RC: Alban Berg, Arvo Pärt, John Coltrane, Michael Nyman, Radiohead…oh, sorry, you wanted me to mention furniture designers? I think it's a mistake to suppose that each of the arts and crafts develops separately in its own little cell; one could scarcely claim to be a designer without an awareness of the general culture, from poetry to cookery. But to keep within our own box…all British designer-makers are deeply influenced by the Arts and Crafts movement - it's the tradition in which we're trained, with its weird insistence on the value of hand-work for its own sake, honesty in construction and truth to materials. For most of us the question is still - how do we situate ourselves with respect to that tradition? Edward Barnsley's classicism gives one answer, which I'd be prepared to count as an "influence." Further afield, the Wiener Werkstätte and French Art Deco designers such as Emile Ruhlmann seem to me to bring furniture design back to where it belongs, as an urban and urbane activity rather than a quaint rural survival. In our own time, Alan Peters is most important to me; and among contemporaries I should mention Rupert Williamson (by whom I had the good fortune to be taught): his confident technical mastery means that even the most flamboyant designs retain an integrity which never goes over into mere show.

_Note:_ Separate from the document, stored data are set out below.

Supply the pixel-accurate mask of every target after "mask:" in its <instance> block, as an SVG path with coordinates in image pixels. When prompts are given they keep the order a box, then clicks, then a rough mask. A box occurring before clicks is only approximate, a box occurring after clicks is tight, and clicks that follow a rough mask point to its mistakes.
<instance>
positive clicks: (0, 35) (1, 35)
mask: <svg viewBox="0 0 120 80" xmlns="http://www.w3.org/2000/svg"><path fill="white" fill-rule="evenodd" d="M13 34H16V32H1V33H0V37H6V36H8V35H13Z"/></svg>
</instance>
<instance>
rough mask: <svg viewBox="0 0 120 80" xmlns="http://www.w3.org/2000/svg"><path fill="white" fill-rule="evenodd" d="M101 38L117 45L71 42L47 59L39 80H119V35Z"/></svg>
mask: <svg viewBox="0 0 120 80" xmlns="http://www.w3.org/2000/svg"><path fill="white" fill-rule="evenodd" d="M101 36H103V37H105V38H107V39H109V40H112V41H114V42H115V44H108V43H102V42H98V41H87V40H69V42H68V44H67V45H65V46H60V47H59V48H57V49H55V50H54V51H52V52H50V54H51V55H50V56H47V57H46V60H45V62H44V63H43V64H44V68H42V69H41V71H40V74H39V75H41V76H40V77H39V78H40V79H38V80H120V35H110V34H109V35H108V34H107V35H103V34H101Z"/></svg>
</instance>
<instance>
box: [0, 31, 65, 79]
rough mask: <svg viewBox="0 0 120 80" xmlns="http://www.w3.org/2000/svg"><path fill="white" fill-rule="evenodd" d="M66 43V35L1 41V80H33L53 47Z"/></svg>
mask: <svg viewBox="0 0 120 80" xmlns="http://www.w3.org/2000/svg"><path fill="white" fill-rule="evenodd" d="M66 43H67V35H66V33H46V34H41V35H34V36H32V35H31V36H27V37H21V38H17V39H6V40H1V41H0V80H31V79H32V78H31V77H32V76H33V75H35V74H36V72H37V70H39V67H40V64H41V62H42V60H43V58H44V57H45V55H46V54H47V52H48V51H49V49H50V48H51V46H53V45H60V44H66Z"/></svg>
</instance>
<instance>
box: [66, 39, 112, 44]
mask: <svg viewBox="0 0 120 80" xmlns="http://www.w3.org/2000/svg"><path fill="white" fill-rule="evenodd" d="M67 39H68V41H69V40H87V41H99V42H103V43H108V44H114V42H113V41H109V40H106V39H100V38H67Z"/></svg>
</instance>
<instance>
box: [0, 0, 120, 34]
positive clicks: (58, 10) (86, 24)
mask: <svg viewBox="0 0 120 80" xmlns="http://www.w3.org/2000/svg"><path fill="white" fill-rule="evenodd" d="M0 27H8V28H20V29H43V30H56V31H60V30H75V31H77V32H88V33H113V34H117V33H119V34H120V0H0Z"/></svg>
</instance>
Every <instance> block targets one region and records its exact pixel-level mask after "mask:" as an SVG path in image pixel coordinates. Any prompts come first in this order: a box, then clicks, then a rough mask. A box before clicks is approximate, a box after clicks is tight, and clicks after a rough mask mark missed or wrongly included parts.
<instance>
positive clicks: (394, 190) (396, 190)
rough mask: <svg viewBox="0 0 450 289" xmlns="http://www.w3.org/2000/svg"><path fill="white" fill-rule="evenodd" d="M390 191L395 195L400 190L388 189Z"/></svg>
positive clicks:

JD: Any manifesto of your own you'd care to insert here?
RC: That's a very tempting, open-ended offer! But if I were to confine myself to one theme it would be this: I take pleasure in making furniture for use, not for show. I want to make things that interact substantively with their owners. This comes from my belief that people are morally improved by a constructed environment in which utility and beauty are combined. And that leads me to two thoughts. Firstly, as a designer it's not my role to express or intrude my personality. I am (as you know) witty, lovable and charmingly eccentric - but my clients don't need to be reminded of that each time they sit down at their dining table. Secondly, I have a deep distrust of studio furniture: pieces designed just for show, in abstraction from real constraints of practicality or budget. Fortunately, I have so many clients demanding useful pieces that I don't have time to make stuff to gather dust in galleries.